The gearheads over at Jalopnik usually take to new auto development with a critical eye, so when their observations reach the level of aggrandized headlines, well … it’s worth taking a look.
In this case, it relates to the automaker Genesis, a division of Hyundai headquartered in Fountain Valley, California, and what Jalopnik refers to as “the hottest concept car in a decade.” And they’re not alone in their praise. Top Gear called it “unbelievably gorgeous” and Engadget says it’s “pretty swish.”
Considering the past decade has brought us concept cars that drive themselves and even fly, this hot take on the Genesis X electric coupe is an interesting one.
The vehicle, unveiled last week, is as exciting as an electric car gets, only we don’t know that much about it besides how beautiful it is. Jay Chang, global head of the Genesis brand, invited observers to “take a moment to meet the future of Genesis design through this concept car, which embodies (the) brand’s progressive and audacious spirit.”
The company is so focused on design that they failed to reveal any technical specs, meaning we don’t know anything about the range and power. Some are speculating Genesis would use the E-GMP platform used by partners Hyundai and Kia, but mum’s the word so far.
But back to its looks: the Genesis X EV uses the “two lines” concept for its headlamps, tail lights and mirrors, making this touring vehicle as sleek as they come. And no door handles cluttering up your view of the long hood and short rear that defines the look.

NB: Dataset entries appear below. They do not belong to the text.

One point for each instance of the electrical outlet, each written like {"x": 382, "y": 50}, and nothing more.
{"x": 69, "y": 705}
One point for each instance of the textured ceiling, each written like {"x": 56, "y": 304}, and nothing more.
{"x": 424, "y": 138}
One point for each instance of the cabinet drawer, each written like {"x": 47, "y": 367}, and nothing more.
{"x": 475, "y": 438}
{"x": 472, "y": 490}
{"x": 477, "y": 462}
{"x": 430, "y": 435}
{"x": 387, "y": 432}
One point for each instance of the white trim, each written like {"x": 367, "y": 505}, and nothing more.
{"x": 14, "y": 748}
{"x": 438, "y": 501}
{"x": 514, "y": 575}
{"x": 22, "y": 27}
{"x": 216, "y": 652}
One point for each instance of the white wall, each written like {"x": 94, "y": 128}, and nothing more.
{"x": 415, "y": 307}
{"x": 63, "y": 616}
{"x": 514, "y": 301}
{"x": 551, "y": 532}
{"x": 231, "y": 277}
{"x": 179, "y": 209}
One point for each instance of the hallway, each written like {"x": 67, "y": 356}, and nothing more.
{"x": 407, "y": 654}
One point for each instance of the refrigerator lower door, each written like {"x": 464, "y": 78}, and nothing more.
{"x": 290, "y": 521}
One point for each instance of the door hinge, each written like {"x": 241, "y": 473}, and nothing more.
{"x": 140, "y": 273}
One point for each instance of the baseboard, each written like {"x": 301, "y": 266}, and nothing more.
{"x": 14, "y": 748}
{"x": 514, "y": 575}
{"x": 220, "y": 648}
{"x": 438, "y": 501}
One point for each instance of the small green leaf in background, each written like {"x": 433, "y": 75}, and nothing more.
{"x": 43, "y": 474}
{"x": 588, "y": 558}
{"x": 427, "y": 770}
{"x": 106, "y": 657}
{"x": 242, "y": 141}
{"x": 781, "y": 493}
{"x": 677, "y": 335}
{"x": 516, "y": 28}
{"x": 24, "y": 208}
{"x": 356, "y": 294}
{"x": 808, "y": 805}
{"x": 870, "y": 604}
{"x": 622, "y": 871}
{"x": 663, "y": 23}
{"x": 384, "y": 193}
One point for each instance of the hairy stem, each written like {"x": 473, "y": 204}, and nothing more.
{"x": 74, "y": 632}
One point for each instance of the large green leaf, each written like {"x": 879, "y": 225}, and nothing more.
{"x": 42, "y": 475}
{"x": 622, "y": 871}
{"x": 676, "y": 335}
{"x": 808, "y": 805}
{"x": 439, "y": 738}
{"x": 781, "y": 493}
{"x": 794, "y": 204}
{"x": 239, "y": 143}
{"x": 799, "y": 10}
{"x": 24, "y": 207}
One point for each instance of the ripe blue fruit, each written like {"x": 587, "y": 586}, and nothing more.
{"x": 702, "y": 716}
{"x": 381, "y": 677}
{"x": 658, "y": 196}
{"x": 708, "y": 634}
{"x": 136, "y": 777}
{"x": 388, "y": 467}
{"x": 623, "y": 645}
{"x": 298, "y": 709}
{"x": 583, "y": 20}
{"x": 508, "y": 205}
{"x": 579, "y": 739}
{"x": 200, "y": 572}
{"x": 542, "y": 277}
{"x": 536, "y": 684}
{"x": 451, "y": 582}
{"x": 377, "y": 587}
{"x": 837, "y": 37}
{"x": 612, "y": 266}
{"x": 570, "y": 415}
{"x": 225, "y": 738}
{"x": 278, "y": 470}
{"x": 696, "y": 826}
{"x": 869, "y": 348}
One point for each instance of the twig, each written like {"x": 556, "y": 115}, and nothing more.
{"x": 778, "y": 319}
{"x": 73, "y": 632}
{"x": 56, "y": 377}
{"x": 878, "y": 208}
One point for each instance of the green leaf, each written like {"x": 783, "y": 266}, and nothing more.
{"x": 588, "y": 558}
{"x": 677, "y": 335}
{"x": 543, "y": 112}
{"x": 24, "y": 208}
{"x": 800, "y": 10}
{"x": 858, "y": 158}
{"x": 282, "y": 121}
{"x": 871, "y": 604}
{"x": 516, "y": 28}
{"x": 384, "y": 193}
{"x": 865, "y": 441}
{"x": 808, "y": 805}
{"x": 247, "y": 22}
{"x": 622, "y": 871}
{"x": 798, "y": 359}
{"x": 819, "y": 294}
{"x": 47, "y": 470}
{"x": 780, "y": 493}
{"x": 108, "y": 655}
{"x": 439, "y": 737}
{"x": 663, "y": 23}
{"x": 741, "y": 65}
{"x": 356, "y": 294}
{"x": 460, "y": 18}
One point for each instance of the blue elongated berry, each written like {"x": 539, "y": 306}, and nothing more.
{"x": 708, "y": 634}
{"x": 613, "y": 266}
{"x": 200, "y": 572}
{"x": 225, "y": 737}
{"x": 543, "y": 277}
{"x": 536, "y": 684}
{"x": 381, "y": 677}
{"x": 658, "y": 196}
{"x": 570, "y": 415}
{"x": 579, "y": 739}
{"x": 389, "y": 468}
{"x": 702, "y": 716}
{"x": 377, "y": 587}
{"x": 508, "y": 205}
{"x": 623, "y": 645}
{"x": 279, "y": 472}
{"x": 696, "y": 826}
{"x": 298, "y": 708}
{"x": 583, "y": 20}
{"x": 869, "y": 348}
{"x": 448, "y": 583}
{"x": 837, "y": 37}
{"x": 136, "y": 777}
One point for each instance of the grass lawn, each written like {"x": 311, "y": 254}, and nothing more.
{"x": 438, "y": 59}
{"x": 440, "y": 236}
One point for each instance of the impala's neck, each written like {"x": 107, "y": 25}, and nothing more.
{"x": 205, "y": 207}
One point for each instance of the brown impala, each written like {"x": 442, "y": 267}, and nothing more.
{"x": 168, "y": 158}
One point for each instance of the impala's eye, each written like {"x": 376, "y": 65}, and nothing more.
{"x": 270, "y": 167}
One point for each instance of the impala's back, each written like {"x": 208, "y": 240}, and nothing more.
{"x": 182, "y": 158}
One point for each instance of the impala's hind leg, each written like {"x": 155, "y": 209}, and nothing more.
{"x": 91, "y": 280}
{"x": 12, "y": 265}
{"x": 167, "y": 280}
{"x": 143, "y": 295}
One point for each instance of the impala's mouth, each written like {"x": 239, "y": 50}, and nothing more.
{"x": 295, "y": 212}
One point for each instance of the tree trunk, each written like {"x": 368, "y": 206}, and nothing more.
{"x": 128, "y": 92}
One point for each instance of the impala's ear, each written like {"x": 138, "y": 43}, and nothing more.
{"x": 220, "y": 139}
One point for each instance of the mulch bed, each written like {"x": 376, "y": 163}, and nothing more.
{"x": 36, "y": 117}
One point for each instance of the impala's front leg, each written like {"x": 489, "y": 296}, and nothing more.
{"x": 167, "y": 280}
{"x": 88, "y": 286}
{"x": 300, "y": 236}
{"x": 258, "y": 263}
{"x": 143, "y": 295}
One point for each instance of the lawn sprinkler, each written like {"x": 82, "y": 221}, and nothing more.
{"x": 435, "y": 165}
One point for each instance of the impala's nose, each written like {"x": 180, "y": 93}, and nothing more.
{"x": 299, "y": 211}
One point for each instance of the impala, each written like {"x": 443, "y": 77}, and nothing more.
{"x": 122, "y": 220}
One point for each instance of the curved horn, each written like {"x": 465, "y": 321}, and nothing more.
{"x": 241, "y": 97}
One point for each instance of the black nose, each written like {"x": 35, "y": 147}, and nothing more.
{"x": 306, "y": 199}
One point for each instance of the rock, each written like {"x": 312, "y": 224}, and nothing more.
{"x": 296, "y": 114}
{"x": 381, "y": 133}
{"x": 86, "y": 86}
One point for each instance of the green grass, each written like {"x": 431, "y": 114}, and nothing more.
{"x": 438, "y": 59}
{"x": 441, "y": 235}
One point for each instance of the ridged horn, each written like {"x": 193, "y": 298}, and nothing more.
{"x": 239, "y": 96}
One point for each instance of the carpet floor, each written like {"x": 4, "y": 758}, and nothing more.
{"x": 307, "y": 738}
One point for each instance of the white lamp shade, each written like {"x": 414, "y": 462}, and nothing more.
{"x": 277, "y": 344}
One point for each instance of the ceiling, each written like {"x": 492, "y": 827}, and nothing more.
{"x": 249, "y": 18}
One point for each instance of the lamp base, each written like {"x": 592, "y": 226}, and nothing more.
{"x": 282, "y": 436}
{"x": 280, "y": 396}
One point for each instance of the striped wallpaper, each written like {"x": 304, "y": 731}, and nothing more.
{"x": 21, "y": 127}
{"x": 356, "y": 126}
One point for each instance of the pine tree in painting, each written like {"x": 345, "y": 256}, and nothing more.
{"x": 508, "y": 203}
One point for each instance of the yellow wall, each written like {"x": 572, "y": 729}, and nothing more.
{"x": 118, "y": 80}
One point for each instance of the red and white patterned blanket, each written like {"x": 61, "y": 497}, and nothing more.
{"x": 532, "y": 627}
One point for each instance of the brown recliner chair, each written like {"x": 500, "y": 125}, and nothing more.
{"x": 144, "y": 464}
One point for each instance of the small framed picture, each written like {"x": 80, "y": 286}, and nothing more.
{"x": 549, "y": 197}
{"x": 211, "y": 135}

Inside, Genesis is said to be using upcycled materials, including excess leather scraps to stitch together certain features like seat belts and steering wheel covers. The gear selector is called the “Crystal Sphere,” and let’s just say that’s fancier than anything you’ve driven before.
But despite Genesis referring to the X as “high-performance,” should we put a pin in the gushing until we get a feel for what this vehicle actually does? It’s undeniably beautiful, but it seems like we might want to get under the hood before going all-in.